Useful relationships:

n! = n × (n − 1)! The recursive definition.
(n + 1)! / n! = n + 1 Adjacent factorials cancel cleanly.
n! / k! = n × (n − 1) × ... × (k + 1) for k < n. The falling factorial.
Stirling's approximation: n! ≈ √(2πn) × (n/e)ⁿ. The standard way to estimate factorials for large n without computing them directly.

Where Factorials Appear

Beyond combinatorics:

Taylor series. Every Taylor expansion has factorials in the denominators (1/n!).
Probability distributions. Poisson, binomial, hypergeometric distributions all use factorials.
Counting trees and graphs. Cayley's formula counts labeled trees and uses n^(n-2), which is closely related.
Quantum mechanics. Hermite polynomials and harmonic oscillator solutions contain factorials.
Cryptography. Permutation cryptosystems leverage the size of n! for security.

Computing Factorials Efficiently

For programmers: factorials grow so fast that for nearly any real-world calculation, you compute the result symbolically or use the gamma function's logarithmic form. Naive iteration works for n ≤ 20 in 64-bit. Beyond that, use big-integer libraries or compute log(n!) by summing log(k) from 1 to n, which is what most statistics libraries do internally.

Takeaway

n! = n × (n−1) × ... × 2 × 1, with 0! = 1. Factorials grow faster than exponentials and dominate combinatorial counting.
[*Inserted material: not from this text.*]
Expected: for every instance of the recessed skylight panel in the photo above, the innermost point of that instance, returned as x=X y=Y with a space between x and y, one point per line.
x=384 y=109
They generalize through the gamma function to non-integers. They show up in Taylor series, probability, and combinatorics. The fact that 52! is larger than the number of atoms on Earth is the cleanest way to internalize how fast factorials grow.

The Take

Factorials are one of those concepts that's simple to define and impossible to fully grasp without examples. The card-deck result is the example. Once you accept that one shuffle of one deck produces an arrangement that has likely never existed before in the universe, the rest of factorial math is easier to take seriously. They're the simplest function in math that breaks human intuition about “a really big number.”